Padahal tidak! Sekarang, hingar-bingar pendidikan budi pekerti mengalahkan pendidikan “keimanan
dan ketakwaan”, apalagi pendidikan moral Pancasila yang dari segi “judul”-nya telah dikubur sejak
Kurikulum 1994. Bahkan Pendidikan Kewarganegaraan (PKn) yang populer sekarang — yang
“menggantikan” Pendidikan Pancasila dan Kewarganegaraan (PPKn), dan yang terakhir ini pun
sebelumnya “mengambil-alih” dominasi Pendidikan Moral Pancasila (PMP) menurut Kurikulum 1975
— dititipi untuk secara kental bermuatan pendidikan budi pekerti.Mulai ada gelagat, pendidikan
“keimanan dan ketakwaan” yang populer selama 10 tahun terakhir tergeser popularitasnya oleh
pendidikan budi pekerti.Indikator yang sederhana namun cukup terandal untuk melihat perubahan
tersebut adalah dalam nama proyek.

Di Depdiknas, misalnya, sekarang pendidikan imtak menempel pada proyek pendidikan budi
pekerti, sedangkan di masa sebelumnya merupakan bagian dari proyek PPKn.
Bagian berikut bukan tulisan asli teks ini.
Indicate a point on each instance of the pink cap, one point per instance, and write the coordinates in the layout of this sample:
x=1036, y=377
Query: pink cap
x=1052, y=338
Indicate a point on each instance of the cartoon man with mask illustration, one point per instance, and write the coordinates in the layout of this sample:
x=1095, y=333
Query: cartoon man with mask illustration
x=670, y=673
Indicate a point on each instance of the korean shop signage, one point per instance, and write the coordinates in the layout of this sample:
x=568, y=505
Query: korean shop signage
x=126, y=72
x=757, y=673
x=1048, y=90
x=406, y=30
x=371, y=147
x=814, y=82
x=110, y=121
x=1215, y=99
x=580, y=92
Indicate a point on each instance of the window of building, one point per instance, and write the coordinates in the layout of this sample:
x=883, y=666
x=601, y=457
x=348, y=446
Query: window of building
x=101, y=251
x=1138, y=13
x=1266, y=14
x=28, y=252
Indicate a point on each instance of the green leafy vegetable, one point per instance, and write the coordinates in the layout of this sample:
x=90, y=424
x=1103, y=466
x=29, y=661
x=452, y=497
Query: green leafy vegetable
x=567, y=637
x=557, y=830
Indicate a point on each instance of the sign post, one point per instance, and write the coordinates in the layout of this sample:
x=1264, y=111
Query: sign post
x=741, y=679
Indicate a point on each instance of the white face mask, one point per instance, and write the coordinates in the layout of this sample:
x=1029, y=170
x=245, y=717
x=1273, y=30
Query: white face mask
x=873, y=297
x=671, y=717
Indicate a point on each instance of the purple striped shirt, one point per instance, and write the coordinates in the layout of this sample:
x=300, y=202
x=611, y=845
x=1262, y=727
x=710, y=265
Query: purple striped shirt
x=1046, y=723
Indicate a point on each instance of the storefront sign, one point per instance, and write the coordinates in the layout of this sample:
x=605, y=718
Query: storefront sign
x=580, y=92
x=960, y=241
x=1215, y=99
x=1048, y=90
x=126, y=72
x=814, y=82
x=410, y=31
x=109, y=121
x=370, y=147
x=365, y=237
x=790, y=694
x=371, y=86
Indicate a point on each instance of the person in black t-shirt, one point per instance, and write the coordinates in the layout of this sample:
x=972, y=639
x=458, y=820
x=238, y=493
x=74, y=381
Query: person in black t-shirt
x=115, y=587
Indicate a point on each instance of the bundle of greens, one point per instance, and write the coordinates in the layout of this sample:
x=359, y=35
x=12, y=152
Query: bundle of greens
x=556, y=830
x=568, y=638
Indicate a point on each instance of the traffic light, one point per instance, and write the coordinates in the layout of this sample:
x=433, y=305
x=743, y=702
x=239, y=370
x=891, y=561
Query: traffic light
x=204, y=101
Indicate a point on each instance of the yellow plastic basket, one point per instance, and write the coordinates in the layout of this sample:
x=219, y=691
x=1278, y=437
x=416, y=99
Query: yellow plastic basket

Begitulah, ibarat
hingar-bingar panggung politik sekarang yang enak dipandang tapi menyesakkan, kurikulum
pendidikan mengikuti ke mana orientasi bangsa ini condong. Benar bila dikatakan bahwa pada
dasarnya pendidikan tidak bisa dilepaskan dari politik (Beeby, 1980), dan bahwa dalam setiap
kebijakan pendidikan selalu termuat kepentingan-kepentingan politik (Fiske, 1996).Tentu tidak perlu
disebutkan secara detail di sini tentang bagaimana bangsa ini ibarat kebakaran janggut ketika dalam
waktu yang singkat harus merevisi kurikulum pendidikan Sejarah pada awal Era Reformasi dengan
membuang bagian-bagian yang dianggap “tidak objektif” tentang Serangan Umum 1 Maret yang
menempatkan peran Overste Soeharto begitu rupa kuatnya, kemudian mendudukkan kembali peran
Sultan Yogya sebagai inisiator dan inspirator serangan fajar itu. Atau juga revisi terhadap muatan
PPKn melalui puluhan butir-butirnya karena dianggap terlalu berlebihan menurut kacamata
sekarang, padahal di masa lalu menjadi acuan yang tidak bisa ditawar-tawar, bahkan menurut
sebagian orang, cenderung “diberhalakan”.